Dans l’état d’épuisement physique et psychologique dans lequel je me trouvais, j’aurais été assez désœuvrée pour rejoindre une religion ou une secte. Perte de repères, fragilité, besoin de trouver un sens à son existence : tout semblait réuni pour servir d’appât au premier gourou qui m’aurait tendu un flyer. J’aurais pris le prospectus par politesse, l’aurais chiffonné dans ma poche sans trop y penser puis je l’aurais lu un soir chez moi, surprise de ne pas trouver le texte si insensé que ça. J’ai finalement commencé à aller à l’église le dimanche mais au lieu de me rapprocher du Christ, j’ai plutôt trouvé un soulagement dans ma rencontre avec l’orgue. 

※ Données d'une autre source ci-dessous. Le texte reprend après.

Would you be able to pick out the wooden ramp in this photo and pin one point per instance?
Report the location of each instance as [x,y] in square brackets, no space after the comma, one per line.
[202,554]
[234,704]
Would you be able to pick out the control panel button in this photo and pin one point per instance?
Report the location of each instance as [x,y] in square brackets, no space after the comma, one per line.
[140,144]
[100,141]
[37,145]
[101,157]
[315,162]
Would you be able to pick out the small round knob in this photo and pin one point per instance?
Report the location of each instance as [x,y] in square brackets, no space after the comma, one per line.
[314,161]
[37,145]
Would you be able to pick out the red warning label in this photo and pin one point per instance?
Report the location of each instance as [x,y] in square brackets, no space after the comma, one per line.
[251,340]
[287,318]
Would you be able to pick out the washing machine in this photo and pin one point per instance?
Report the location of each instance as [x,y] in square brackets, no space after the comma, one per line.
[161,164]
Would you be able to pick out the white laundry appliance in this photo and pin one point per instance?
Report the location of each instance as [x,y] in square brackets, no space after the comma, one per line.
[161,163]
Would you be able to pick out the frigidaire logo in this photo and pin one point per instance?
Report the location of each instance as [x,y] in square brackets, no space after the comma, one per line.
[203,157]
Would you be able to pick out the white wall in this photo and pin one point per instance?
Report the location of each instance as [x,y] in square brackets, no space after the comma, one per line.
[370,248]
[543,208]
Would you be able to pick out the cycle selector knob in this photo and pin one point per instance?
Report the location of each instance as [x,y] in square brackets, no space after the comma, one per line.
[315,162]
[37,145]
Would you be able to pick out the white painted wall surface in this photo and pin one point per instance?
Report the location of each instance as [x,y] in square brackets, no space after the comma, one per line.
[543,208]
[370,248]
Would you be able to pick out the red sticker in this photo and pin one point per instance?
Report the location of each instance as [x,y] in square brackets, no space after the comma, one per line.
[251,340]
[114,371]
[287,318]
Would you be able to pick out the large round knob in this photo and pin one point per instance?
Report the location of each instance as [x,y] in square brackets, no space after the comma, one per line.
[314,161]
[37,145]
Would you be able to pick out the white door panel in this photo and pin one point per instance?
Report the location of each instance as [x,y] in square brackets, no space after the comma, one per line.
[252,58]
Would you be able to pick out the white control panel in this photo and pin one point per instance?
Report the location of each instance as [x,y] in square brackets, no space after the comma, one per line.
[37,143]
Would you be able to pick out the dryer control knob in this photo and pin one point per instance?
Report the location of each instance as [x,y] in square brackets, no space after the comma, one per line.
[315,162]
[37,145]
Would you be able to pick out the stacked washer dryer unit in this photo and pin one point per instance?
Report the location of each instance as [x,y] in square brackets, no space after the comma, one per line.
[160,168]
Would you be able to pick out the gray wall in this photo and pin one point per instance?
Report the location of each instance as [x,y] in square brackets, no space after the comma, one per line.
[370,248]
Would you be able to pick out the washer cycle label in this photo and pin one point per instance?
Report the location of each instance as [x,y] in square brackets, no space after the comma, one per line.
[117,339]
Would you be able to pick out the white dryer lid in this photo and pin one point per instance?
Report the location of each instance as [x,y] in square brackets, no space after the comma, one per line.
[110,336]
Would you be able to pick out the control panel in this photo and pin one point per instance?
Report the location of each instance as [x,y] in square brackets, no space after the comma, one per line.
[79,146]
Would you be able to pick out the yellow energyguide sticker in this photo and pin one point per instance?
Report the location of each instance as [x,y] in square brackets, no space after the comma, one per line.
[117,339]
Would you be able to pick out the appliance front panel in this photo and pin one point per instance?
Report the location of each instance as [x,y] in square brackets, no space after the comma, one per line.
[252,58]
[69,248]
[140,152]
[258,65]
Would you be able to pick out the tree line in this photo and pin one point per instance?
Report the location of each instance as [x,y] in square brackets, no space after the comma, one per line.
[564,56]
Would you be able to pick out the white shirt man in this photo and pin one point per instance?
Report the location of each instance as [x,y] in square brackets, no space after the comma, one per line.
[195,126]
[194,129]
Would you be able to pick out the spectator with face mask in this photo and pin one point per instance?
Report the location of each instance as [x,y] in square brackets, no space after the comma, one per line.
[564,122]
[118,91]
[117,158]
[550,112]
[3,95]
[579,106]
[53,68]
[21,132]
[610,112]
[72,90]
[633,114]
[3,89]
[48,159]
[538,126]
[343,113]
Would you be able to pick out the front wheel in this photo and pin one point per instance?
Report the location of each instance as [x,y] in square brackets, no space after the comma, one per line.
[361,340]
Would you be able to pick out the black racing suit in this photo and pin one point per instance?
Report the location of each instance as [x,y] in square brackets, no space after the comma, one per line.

Tout a commencé un dimanche comme les autres où, naturellement, je n’avais rien de prévu jusqu’à ce qu’une amie me propose de la suivre à l’audition d’orgue de l’église Saint-Eustache à dix-sept heures. Le titulaire, Thomas Ospital, jouerait le prélude et fugue en si mineur de Bach – une information tout à fait exotique pour moi qui suis aussi renseignée sur la musique classique que sur la géopolitique serbe. L’instrument m’était plus familier dans l’optique de son utilisation dans les musiques expérimentales, drone, voire extrêmes, et plus particulièrement par sa présence dans les disques d’Anna von Hausswolff, dont je suivais le travail de près. Et puis vient l’église, l’immense Saint-Eustache, dans laquelle j’avais déjà erré, debout, tard le soir, une pinte à la main, devant des concerts et des performances spatialisées. Là, dans son habit de jour, elle avait une toute autre allure, et y pénétrer semblait promettre une expérience bien différente. 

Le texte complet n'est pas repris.